Les réponses au questionnaire ainsi que les entretiens ont notamment fait ressortir sept tendances au sein de l’économie sociale pour meilleure contribution à la qualité de vie des femmes :
- La mise en œuvre des mesures qui contribuent à une meilleure intégration des femmes sur le lieu de travail
- Les femmes assument davantage des postes de direction
- L’inclusion des femmes ne dépend pas du secteur
- Les femmes représentent la majorité des employé.es du secteur de l’économie sociale.
- Les principaux obstacles à l’augmentation de l’impact des organisations de l’économie sociale sur les femmes sont les contraintes budgétaires et les barrières sociales et culturelles.
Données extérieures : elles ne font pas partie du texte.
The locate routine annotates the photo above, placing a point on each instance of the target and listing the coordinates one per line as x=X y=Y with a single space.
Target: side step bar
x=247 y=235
- Une communication et action active sur le thème de l’égalité de genre
- La mise en œuvre de mesures visant à promouvoir la participation des femmes sur le lieu de travail
En conclusion
La prise en compte des besoins des femmes par les entreprises au sein de l’économie sociale européenne révèle un paysage à multiples facettes où diverses initiatives et stratégies contribuent à un changement positif dans la vie des femmes et des minorités de genre qui s’identifient comme des femmes. Dans différents secteurs, les entreprises reconnaissent de plus en plus l’importance de répondre aux besoins des femmes, non seulement en tant que consommatrices, mais aussi en tant que salariées, cheffes d’entreprise et contributrices au développement social et économique. L’économie sociale européenne, qui englobe un large éventail d’entreprises ayant une mission sociale ou environnementale, joue un rôle crucial et pionnier dans la promotion de pratiques inclusives et durables qui ont un impact direct sur la vie des femmes.
Les entreprises adaptent leurs produits et services pour répondre aux divers besoins et préférences des femmes. Cette évolution reflète une prise de conscience croissante du potentiel sous-exploité des femmes et des autres minorités de genre en tant que consommatrices, professionnelles, éducatrices, patientes, étudiantes et actrices de la société. Toutefois, certains défis sont complexes et nécessitent non seulement des incitations gouvernementales, mais aussi du temps pour changer les mentalités et les stéréotypes dans la société, comme c’est le cas pour certains défis dans le domaine de la santé ou de l’éducation.